As the years have passed I have thought about that tragic week often. What a fork in the road that was. I was on a self-destructive path, and I made a set of bad choices that should have landed me in jail with a convicted felony on my record. And that could have just been the beginning. I was in such a fragile, broken place, and I don’t know how I would have survived that. It could have sent me down a path that I may never have recovered from.
But because someone in law enforcement saw me, had compassion on me, and advocated for me, everything changed. That African American cop showed a level of grace and compassion that I will never understand. And though I don’t currently know him and he doesn’t know me, I can’t wait to meet him in Heaven someday. I can’t wait to tell him about the way he redirected the life of a lost and wayward soul.
This is the first time I have ever publicly written about that life shaping period of my life. It’s somewhat embarrassing for me, as I fear that when people hear it they will think I shouldn’t be a pastor now. However, I have told a lot of friends this story in a 1-1 context, and I’m always surprised by the response. Usually they don’t even talk about the mistakes I made. Instead, they tell me about some similar period in their life. They share about a time where they made a huge mistake themselves, and talk about how badly things could have gone for their future if they had not received some type of break themselves.

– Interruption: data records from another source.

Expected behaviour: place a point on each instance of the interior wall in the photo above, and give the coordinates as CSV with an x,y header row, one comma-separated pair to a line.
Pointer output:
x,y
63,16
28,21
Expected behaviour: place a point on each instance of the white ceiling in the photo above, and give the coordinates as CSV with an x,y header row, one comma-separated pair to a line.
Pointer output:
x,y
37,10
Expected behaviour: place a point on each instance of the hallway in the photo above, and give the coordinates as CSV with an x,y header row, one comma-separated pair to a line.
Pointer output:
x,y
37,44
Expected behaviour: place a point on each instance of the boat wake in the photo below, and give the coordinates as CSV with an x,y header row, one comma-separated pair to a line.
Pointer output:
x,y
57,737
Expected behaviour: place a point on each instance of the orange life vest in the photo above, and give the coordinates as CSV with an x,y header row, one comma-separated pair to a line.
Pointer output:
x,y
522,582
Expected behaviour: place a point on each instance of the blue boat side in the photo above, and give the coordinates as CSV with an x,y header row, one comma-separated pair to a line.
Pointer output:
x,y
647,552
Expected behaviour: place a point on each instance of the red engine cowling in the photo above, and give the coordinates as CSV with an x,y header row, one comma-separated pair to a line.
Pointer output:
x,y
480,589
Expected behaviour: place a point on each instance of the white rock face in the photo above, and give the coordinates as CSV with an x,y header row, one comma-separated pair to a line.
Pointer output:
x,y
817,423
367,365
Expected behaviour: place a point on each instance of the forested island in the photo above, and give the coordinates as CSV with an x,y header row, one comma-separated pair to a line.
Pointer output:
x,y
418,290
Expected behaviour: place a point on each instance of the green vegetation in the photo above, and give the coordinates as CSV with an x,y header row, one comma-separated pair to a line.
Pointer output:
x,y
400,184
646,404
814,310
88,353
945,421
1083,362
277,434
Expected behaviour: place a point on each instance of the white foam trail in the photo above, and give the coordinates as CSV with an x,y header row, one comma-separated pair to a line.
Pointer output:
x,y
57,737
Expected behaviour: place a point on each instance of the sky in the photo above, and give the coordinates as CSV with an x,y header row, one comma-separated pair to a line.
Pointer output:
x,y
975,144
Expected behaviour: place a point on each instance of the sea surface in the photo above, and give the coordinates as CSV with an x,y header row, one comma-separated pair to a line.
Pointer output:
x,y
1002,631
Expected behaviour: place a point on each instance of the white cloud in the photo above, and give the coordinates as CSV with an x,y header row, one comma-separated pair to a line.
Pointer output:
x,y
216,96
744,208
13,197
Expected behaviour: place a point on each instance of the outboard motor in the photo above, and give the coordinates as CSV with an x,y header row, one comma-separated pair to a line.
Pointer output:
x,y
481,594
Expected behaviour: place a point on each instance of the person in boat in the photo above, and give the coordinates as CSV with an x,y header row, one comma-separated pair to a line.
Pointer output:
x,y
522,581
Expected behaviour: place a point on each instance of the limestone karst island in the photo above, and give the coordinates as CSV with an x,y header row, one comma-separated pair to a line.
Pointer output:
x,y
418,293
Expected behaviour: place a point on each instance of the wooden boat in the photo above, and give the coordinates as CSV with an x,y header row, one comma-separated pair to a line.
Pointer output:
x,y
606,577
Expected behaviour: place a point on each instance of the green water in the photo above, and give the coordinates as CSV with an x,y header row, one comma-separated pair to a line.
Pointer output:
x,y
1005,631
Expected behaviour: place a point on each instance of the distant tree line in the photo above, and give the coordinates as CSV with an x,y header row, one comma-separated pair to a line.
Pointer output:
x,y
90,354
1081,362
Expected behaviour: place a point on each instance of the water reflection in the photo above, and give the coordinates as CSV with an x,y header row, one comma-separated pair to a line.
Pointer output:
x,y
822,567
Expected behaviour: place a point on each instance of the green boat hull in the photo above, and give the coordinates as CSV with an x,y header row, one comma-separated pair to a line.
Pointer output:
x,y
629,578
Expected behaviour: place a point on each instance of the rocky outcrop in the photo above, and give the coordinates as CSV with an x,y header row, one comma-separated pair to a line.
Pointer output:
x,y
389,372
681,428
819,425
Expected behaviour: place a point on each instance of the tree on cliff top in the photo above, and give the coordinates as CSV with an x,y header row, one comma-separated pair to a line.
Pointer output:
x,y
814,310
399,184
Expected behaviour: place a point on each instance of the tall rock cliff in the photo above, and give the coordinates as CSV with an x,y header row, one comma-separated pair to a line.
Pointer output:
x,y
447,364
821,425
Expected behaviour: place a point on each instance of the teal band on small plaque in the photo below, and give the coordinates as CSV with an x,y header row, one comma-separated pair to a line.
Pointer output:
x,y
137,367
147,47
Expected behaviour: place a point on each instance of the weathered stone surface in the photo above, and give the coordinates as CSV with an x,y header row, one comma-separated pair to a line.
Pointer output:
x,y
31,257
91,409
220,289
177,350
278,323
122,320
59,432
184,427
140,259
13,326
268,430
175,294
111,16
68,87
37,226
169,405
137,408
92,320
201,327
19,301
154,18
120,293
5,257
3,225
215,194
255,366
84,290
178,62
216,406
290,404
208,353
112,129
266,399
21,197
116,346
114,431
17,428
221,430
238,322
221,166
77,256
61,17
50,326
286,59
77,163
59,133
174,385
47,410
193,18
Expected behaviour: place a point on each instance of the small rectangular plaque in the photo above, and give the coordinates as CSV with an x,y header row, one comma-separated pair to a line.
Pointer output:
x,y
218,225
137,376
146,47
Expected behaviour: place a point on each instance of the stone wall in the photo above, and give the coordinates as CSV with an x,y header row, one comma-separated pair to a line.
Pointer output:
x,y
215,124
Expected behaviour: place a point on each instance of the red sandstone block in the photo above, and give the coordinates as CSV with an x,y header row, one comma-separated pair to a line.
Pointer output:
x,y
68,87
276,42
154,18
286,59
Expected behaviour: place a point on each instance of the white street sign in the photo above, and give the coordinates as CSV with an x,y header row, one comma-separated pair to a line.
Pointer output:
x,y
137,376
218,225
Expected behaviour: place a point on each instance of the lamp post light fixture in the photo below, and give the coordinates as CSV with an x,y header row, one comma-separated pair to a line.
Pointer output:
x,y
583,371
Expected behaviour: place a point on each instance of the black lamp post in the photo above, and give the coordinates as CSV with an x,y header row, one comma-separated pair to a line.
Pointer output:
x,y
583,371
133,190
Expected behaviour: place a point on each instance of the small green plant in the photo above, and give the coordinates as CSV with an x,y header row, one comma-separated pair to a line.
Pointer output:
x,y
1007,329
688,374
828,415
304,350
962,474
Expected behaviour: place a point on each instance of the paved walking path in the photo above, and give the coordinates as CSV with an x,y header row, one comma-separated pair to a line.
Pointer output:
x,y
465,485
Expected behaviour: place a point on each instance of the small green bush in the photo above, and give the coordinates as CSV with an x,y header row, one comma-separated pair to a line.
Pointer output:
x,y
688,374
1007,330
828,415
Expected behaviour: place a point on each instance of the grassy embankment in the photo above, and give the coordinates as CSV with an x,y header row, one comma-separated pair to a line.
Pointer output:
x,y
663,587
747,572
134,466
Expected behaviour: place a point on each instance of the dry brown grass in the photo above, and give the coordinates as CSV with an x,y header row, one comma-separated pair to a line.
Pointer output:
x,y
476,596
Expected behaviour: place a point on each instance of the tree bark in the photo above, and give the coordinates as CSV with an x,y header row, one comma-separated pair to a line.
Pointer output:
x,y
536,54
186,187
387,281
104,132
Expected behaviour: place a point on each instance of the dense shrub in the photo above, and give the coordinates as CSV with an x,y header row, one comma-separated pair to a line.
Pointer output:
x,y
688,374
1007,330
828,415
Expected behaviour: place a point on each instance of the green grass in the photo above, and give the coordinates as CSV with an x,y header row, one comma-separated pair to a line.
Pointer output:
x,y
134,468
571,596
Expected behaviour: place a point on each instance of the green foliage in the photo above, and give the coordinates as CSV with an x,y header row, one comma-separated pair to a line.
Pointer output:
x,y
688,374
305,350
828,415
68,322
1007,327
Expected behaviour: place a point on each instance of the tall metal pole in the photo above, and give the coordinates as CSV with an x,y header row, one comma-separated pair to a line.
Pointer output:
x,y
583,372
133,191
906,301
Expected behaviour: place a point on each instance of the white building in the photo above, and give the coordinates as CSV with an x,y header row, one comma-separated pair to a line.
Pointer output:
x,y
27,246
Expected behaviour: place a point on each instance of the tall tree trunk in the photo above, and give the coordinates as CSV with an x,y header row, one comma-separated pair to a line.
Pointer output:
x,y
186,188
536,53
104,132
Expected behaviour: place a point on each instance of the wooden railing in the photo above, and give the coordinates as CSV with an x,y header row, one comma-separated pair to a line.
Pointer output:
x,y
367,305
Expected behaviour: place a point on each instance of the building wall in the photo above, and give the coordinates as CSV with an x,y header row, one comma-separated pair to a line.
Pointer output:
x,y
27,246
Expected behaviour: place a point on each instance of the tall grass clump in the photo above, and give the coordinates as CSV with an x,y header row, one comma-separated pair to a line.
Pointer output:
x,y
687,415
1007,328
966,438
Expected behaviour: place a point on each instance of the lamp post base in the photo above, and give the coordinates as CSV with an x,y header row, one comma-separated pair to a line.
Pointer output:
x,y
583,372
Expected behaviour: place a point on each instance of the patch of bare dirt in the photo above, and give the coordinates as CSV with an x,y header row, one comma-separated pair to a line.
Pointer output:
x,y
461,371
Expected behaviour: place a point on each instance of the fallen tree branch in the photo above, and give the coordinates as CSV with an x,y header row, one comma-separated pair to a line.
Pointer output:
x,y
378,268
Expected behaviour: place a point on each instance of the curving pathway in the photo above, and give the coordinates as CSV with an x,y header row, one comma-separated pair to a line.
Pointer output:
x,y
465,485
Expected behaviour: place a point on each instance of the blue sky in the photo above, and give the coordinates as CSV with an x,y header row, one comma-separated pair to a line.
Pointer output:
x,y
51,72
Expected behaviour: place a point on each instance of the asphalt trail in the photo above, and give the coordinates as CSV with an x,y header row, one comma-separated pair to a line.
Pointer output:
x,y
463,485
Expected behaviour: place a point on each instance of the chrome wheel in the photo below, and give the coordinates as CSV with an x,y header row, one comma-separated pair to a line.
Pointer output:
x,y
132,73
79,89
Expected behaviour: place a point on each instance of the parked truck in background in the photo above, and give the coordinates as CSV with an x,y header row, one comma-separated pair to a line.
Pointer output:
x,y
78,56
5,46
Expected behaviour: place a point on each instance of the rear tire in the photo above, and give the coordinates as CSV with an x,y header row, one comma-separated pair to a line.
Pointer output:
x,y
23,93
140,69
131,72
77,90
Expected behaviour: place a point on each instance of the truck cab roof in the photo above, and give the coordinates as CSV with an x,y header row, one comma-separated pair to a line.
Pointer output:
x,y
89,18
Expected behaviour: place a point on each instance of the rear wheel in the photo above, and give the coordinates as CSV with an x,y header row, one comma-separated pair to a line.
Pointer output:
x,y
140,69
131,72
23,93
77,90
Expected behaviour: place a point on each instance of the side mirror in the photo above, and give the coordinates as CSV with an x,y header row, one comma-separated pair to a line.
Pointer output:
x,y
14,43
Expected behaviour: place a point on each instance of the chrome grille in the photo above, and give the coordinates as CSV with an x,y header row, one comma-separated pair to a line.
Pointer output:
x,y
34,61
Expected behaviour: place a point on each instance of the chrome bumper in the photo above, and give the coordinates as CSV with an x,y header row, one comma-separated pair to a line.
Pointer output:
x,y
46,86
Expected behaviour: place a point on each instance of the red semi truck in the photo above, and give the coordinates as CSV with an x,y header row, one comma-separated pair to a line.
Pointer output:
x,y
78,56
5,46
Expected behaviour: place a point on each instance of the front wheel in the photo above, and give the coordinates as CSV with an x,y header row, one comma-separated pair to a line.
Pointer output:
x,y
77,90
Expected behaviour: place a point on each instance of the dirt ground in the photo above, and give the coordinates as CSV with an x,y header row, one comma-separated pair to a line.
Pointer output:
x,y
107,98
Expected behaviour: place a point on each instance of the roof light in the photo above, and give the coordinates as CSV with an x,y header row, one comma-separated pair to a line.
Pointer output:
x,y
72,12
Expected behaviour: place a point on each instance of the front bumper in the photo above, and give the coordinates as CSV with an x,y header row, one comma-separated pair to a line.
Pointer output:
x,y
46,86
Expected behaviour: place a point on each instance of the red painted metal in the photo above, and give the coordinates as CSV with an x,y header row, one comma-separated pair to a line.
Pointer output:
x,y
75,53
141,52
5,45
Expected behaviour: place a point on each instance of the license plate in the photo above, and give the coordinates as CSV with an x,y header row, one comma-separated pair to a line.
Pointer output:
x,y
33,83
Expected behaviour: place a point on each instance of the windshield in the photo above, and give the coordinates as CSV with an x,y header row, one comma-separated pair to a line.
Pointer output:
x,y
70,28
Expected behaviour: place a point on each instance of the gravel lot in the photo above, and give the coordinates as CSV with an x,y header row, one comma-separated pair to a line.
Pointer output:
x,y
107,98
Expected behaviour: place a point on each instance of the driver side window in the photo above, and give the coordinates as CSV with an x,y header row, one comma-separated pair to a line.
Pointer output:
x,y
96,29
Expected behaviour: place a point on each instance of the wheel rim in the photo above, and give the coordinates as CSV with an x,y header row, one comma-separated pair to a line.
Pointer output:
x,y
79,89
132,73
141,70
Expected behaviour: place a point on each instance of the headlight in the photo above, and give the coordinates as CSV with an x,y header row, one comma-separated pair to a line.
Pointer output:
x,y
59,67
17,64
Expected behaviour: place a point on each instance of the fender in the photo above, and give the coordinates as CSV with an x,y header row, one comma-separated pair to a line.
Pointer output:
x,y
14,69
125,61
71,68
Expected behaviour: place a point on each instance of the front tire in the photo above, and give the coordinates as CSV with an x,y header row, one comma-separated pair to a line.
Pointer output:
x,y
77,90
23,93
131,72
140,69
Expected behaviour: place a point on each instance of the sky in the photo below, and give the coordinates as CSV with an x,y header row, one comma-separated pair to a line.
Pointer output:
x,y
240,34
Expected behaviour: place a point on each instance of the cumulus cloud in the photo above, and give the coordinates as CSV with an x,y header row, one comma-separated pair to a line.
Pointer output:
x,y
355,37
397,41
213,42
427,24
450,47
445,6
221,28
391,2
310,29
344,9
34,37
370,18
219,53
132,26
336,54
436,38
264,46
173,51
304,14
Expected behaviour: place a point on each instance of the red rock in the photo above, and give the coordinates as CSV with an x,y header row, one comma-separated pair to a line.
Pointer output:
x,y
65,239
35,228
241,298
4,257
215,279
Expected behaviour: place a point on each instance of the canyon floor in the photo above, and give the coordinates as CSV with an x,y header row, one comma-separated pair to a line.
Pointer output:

When I reflect on my own story, and the grace I received at my most devastating moment, I am filled with an even greater level of grief for the young woman that I’ve been talking about. The contrast in our experiences is unbelievable:
I committed a huge offense, and yet received sympathy, compassion and grace when it came to the punishment.
She committed no offense other than responding to some rough bouncers, yet will carry a pair of convictions with her for life.
I had someone in law enforcement advocate for me, even though I didn’t deserve it.
She deserved to have someone in law enforcement advocate for her, yet nobody came to her side.
When I came face to face with the system, the system saw someone that made a mistake and demonstrated leniency.
When she came face to face with the system, the system saw someone that was dangerous, menacing, and needed to be made an example of.
When those who had power heard my case, they felt sympathy, and they gave me the lightest punishment possible.
When those who had power heard her case, they not only gave the harshest punishment possible – they went even beyond the reasonable boundaries of the law.
My encounter with the law turned my life around. It convinced me that I mattered, that my choices mattered, and that justice was real and helpful.
Her encounter with the law reinforced a historical and terrible narrative. It portrayed her as a threat to society, and took it upon itself to teach her a “lesson.” It left her wondering whether there really is justice or if the system is so rigged that even a single mistake can turn into a life sentence.
That is why her story is so moving to me. I can identify with it at such a deep level.
I made a series of mistakes that was a hundred times worse than hers, and ultimately got nothing more than a slap on the hand. She made a mistake of defending herself in a culturally inappropriate way, and will now have to spend the rest of her life trying to convince leaders in the social work field that they shouldn’t hold her two convictions against her.